Abstract

In the fifteenth century, Chosŏn Korean clothes were exported to the Jiangnan (江南) region in Ming China and became very popular among wealthy Chinese people. This was the so-called “Petticoat Fever”. This horsehair petticoat (Mamigun 馬尾裙) gave the wardrobe a fashionable silhouette by supporting and fully spreading the outer skirt. Literati wore them, too. Mamigun fashion, which once enjoyed great popularity in the Jiangnan area, disappeared after it was prohibited during the Ming period due to a change in power and a transition in policymaking. On the other hand, this study is also significant in that it corrects errors in the study of art history in Ming Dynasty.
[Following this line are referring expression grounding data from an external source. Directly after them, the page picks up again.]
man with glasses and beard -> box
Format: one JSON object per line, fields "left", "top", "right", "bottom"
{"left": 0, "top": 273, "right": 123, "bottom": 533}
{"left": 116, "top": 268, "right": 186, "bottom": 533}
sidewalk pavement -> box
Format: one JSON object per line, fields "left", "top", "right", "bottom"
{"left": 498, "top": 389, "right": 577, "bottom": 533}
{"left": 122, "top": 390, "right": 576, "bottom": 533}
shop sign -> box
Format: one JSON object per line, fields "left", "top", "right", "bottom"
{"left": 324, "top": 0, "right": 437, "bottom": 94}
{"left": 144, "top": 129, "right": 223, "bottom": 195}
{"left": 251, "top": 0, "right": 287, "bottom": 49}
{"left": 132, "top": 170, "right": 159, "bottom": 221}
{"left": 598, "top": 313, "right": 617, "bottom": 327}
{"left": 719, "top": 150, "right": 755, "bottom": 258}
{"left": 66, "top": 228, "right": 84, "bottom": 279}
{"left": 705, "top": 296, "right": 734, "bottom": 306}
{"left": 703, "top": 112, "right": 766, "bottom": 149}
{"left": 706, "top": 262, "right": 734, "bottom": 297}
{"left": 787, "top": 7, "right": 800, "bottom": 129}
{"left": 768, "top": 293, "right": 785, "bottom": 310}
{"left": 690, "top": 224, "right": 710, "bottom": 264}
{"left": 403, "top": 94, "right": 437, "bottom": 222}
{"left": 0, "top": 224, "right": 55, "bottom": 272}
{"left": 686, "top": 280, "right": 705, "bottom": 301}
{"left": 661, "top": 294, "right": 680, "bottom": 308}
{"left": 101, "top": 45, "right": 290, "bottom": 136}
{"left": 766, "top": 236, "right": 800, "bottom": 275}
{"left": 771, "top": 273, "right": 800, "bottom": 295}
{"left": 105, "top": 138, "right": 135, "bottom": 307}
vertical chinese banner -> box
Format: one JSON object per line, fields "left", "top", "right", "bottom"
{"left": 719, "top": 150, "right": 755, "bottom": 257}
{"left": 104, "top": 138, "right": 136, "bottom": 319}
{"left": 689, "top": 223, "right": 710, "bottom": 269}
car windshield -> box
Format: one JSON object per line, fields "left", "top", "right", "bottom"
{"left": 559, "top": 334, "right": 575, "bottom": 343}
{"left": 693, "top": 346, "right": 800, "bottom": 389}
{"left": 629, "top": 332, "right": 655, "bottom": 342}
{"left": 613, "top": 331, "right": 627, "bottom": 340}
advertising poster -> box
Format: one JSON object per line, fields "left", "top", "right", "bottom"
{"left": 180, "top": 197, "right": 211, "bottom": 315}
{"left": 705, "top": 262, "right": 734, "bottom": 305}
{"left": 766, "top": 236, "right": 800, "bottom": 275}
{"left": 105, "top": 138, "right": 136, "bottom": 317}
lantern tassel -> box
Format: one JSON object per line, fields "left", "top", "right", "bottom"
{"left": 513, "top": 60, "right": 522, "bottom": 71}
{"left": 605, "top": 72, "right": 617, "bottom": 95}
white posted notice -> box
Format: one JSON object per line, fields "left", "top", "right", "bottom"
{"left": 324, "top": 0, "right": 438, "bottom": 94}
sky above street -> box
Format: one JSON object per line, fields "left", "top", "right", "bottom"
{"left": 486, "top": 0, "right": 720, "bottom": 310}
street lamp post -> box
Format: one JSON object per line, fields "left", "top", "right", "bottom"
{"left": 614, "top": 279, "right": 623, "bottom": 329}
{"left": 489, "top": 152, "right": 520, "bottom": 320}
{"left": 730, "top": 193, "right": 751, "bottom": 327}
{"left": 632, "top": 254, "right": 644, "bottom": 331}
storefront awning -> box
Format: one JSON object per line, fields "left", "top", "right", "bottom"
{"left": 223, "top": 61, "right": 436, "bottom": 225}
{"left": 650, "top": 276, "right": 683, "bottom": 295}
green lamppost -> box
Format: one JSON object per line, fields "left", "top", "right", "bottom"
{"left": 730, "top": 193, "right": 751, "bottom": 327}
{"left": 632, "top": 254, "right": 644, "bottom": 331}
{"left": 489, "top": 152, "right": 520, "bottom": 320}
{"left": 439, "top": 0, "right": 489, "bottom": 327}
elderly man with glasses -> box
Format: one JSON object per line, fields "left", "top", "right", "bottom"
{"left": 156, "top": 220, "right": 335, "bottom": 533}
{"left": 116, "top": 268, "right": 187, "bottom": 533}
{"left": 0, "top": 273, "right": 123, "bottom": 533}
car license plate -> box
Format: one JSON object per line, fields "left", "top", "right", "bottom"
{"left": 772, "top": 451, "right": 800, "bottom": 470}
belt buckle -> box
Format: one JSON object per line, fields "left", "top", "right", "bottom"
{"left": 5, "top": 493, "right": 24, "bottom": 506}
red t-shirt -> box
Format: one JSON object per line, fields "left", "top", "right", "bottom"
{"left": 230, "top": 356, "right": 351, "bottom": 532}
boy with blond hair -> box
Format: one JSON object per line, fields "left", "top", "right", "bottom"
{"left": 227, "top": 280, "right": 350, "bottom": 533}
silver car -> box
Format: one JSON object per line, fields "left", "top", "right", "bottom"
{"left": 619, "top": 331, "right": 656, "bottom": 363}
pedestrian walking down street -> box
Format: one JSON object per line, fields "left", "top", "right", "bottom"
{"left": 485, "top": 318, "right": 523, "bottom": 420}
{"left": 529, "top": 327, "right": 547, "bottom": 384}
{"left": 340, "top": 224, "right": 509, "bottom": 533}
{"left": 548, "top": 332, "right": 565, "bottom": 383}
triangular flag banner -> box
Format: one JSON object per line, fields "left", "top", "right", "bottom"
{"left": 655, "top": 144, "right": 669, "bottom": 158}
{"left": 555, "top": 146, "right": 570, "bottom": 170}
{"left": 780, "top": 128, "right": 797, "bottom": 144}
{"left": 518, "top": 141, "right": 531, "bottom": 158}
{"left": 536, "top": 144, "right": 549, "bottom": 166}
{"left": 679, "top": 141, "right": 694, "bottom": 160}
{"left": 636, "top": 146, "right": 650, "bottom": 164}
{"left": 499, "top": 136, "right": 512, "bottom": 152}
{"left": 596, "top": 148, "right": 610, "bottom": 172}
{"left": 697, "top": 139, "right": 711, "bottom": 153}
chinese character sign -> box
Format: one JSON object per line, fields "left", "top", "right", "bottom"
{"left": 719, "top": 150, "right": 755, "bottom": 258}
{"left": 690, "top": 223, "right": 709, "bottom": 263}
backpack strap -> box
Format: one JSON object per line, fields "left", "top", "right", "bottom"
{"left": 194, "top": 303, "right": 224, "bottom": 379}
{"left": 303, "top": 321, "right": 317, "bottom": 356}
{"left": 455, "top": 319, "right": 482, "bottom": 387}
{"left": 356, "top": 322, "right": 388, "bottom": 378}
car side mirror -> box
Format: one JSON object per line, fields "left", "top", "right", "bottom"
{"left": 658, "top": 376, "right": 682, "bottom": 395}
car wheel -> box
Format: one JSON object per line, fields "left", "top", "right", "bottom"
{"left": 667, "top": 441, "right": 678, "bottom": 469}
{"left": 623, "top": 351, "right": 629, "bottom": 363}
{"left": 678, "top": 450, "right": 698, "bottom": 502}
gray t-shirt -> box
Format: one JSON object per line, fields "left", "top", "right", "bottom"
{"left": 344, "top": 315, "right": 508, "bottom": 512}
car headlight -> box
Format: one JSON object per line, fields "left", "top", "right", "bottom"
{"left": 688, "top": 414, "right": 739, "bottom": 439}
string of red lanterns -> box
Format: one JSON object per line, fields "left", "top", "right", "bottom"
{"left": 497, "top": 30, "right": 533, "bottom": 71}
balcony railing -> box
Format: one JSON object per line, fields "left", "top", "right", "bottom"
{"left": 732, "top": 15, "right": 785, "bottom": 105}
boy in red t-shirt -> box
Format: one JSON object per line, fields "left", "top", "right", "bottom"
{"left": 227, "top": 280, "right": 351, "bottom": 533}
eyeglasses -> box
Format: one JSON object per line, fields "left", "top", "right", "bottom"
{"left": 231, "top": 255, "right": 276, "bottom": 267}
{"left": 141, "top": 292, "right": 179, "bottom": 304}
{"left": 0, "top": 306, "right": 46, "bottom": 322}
This study analyzed in detail "Ming Emperor Xianzong's Tour of the Lantern Festival(明憲宗元宵行樂圖)" in the collection of the National Museum of China. I argued that the picture was not a royal court painting (宮中畵), drawned in Beijing, but a piece painted in the Jiangnan area of the Ming dynasty. The artist adopted the mamigun fashion widely enjoyed in the region at the moment in order to express the most splendid and glamourous adornments one could imagine in the place of entertainment for the emperor during the Lantern Festival. "Ming Emperor Xianzong's Tour of the Lantern Festiva" is a clue to the customs and fashion culture of the Jiangnan area of Ming Dynasty in the 15th century. Many works of scholarship in Korea-China relations have tended to argue that culture and trade between Chosŏn and Ming Dynasties in the 15th century were exchanged only through envoys between Seoul of Chosŏn and Beijing of Ming. Mamigun is an interesting topic that gives us insight into the cultural exchange between the Chosŏn and Ming and can also be described as an episode that involves Cheju Island of Chosŏn and Jiangnan region of Ming, both regions that were marginal within Korea-China relations. This study will contribute to extending the scope of the history of exchange between Chosŏn Korea and Ming China by taking a broader perspective.